Given a simple connected directed graph $D$, show that:
$$\sum_{v\in V_{D}} |d^{+}_{v}-d^{-}_{v}| \le 2(|V_{D}|-1).$$
$V_{D}$ is the vertex-set and $A_{D}$ is the arc-set of $D$. $d^{+}_{v}$ and $d^{-}_{v}$ are the out-degree and in-degree of vertex $v$.
I have been trying to solve this mostly with the properties that this equality brings $\sum_{v\in V_{D}} |d^{+}_{v}-d^{-}_{v}| = \sum_{v\in V_{D}} max(d^{+}_{v},d^{-}_{v})-min(d^{+}_{v},d^{-}_{v})$. But so far I've been hitting brick walls, so I thought maybe one of you wizards could enlighten me.
Updated on 23.4.2017
Although there's nothing really to add here since the conjecture was disproven. I'd like to prove the actual greatest value $\sum_{v\in V_{D}} |d^{+}_{v}-d^{-}_{v}|$ can have, for some simple connected directed graph.

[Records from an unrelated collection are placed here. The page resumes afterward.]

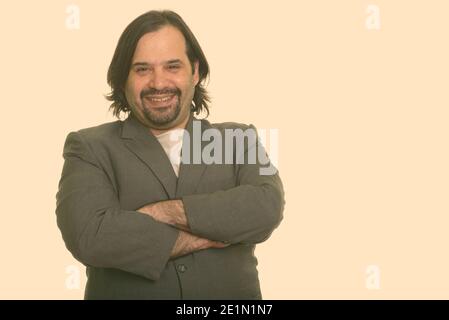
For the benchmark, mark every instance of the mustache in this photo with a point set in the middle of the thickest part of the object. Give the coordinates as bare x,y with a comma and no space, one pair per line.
153,91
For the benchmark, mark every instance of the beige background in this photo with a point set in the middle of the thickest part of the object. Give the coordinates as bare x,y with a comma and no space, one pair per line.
363,136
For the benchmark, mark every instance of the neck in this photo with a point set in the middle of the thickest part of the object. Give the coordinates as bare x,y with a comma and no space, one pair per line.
181,125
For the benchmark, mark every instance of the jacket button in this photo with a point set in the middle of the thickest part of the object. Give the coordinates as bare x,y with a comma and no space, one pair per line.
182,268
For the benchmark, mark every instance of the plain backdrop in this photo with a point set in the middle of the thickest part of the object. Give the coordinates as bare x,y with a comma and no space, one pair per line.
362,116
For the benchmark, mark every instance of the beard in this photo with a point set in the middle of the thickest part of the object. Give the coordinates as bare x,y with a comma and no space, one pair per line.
161,116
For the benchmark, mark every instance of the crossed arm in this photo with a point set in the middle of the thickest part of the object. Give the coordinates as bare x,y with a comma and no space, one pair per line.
98,232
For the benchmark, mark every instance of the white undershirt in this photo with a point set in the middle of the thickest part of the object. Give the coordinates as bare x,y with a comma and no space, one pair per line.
171,141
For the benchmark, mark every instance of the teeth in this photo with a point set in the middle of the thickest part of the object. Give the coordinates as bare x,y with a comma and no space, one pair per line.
161,99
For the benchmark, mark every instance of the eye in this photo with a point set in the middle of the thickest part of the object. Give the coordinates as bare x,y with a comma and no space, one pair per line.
173,67
141,69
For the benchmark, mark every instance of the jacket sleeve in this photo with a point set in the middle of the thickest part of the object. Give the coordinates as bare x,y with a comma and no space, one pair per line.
94,228
247,213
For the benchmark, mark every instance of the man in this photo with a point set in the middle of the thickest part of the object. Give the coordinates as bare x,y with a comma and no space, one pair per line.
146,224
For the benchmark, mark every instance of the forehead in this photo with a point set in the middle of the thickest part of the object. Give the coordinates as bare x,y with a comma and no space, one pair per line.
164,44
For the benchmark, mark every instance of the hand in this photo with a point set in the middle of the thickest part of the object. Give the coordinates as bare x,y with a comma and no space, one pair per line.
188,243
170,212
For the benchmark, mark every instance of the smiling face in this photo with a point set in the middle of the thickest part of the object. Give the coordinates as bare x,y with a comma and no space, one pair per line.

$(T1)$ $2(\sum_{v\in V_{D}}max(d^+_{v}, d^-_{v})+|V_{D}|-1)\ge \sum_{v\in V_{D}} |d^{+}_{v}-d^{-}_{v}|$.
$(L1)$ If a simple directed graph is connected then $|A_{D}| \ge |V_{D}|-1,$
$(L2)$ $2|A_{D}| = \sum_{v\in V_{D}} max(d^{+}_{v},d^{-}_{v})+min(d^{+}_{v},d^{-}_{v})$.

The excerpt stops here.